In my child care, we never used the traditional "potty chairs." Instead, we purchased a stool that rests at the base of the toilet that allows the child to place their feet there and not be afraid of tipping over or in. The reasoning in not using a potty chair? How many potty chairs have you seen in public restrooms? We don't want to do all this work in potty training our little one just to run to a public restroom and have them freak out when we try to help them use a real toilet. So I highly recommend you avoid this issue and start out on the real toilet. There are options without this specific type of stool, such as turning a young child backward on the toilet so they can balance better, using a potty insert that is a smaller toilet seat for little ones that sits on top of the regular toilet seat or even a low stool. Explore your options and decide what will work best for you.
The use of pull-up type products for potty training is not recommended. They are too much like a diaper to help in this process. Children who have used pull-ups generally take much longer to potty train and continue to need them for quite some time for napping and sleeping, which is not the desired result when potty training. While children who have not used them tend to be potty trained rather quickly, including nights, and remain accident-free from then on. Instead of pull-ups, I suggest that to begin with you simply leave the child in a diaper and take it off each time they sit on the potty and if dry, put it back on them. If wet, show them that it is wet or dirty, explain, in simple terms, that pee-pee goes in the potty and put a clean diaper on them. I recommend adding in the following “potty times” throughout your typical day: as soon as they wake up, after breakfast, before and after lunch, after nap, before and after dinner, before bath, and before bed. Offering many opportunities gives your child many chances at success and practice!
Once your child is regularly using the potty and their diaper is staying dry for longer periods of the day, I encourage you use the thick, 5-ply, cotton training pants as well as plastic pants to go over them. You can find both of these items at larger stores with baby sections or online. At first, your child will need at least six pairs of training pants and three pairs of plastic pants and you will probably be washing laundry each day! Dress your child in easy to use clothing (forget the overalls and onesies!) and keep pushing lots of fluids and continuing with your routine you’ve already established. Set a timer if that will help you remember.
Another important tip: do not ask your child if they need to use the potty. Instead, use words like, "it's potty time" or "it's time to use the potty." This makes it harder for them to respond with a "NO" since you aren't asking them a question.
Do not punish your child for any accidents.

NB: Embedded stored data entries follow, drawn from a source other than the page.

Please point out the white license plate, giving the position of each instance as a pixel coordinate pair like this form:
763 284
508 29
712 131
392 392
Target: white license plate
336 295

Instead, have them help you remove the soiled clothing and help clean up if necessary, and remind them where they should be using the bathroom.
It is discouraged to use rewards for behavior in general. However, a great suggestion is to use stickers for potty training if your child seems to need a little extra encouragement. You can even have them help you make a sticker chart to have a special place to put their stickers as they earn them.
If you work with and include your child and their needs in this process, things will go much more smoothly and before you know it, you will have a potty trained little one!